Report tracks equipment and software verticals
The Foundation-Keybridge U.S. Equipment & Software Investment Momentum Monitor, which is included in the report, tracks 12 equipment and software investment verticals. In addition, the Momentum Monitor Sector Matrix provides a customized data visualization of current values of each of the 12 verticals based on recent momentum and historical strength. According to the report, several equipment verticals should expect their growth outlook to remain steady in the first half of 2020.
Over the next three to six months:
- Agriculture machinery investment growth is likely to improve.

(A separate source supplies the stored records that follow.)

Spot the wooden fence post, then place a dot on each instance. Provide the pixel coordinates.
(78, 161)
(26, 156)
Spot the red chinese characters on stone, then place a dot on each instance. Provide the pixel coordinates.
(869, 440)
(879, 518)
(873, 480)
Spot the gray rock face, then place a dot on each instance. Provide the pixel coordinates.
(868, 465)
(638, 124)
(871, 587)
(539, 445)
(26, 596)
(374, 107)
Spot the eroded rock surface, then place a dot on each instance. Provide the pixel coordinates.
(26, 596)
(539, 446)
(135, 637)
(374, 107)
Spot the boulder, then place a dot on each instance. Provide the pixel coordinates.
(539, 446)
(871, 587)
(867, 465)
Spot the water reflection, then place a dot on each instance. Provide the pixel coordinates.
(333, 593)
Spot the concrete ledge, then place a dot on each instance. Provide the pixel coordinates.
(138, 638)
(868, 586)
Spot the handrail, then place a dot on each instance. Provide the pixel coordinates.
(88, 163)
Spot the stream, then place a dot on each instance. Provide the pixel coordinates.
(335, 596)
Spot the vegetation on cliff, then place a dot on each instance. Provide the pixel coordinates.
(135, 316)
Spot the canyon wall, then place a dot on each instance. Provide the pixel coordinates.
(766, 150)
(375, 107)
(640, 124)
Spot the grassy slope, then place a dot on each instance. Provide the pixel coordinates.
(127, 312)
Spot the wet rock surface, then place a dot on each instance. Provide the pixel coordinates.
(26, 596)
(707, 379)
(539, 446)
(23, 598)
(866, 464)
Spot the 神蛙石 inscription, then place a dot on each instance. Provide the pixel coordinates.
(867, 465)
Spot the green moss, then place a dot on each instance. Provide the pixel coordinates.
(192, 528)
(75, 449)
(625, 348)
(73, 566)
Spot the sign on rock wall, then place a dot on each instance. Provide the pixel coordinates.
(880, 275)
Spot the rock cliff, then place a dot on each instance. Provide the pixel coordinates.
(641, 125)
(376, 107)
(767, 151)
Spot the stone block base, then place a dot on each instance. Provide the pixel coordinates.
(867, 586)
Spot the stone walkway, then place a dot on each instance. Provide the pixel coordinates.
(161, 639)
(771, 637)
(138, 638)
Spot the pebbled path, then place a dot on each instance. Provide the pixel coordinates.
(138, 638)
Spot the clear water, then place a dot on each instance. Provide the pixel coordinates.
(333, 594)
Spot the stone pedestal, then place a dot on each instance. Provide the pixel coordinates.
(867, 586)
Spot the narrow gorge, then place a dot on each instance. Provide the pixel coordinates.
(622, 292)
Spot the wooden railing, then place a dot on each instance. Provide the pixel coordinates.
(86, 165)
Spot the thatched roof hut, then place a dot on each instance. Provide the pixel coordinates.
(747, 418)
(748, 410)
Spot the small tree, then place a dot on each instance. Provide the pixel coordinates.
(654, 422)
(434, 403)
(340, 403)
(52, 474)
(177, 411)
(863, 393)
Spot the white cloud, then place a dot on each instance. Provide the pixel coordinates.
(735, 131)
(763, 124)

- Construction machinery investment growth should increase moderately.
- Materials handling equipment investment may expand.
- All other industrial equipment investment growth should remain moderate.
- Medical equipment investment growth is expected to improve.
- Mining and oilfield machinery investment growth could improve modestly.
- Aircraft investment is likely to remain in negative territory.
- Ships and boats investment growth are expected to remain weak.
- Railroad equipment investment growth is likely to soften.
- Trucks investment growth is expected to weaken.
- Computers investment growth will likely remain weak.
- Software investment growth should remain solid.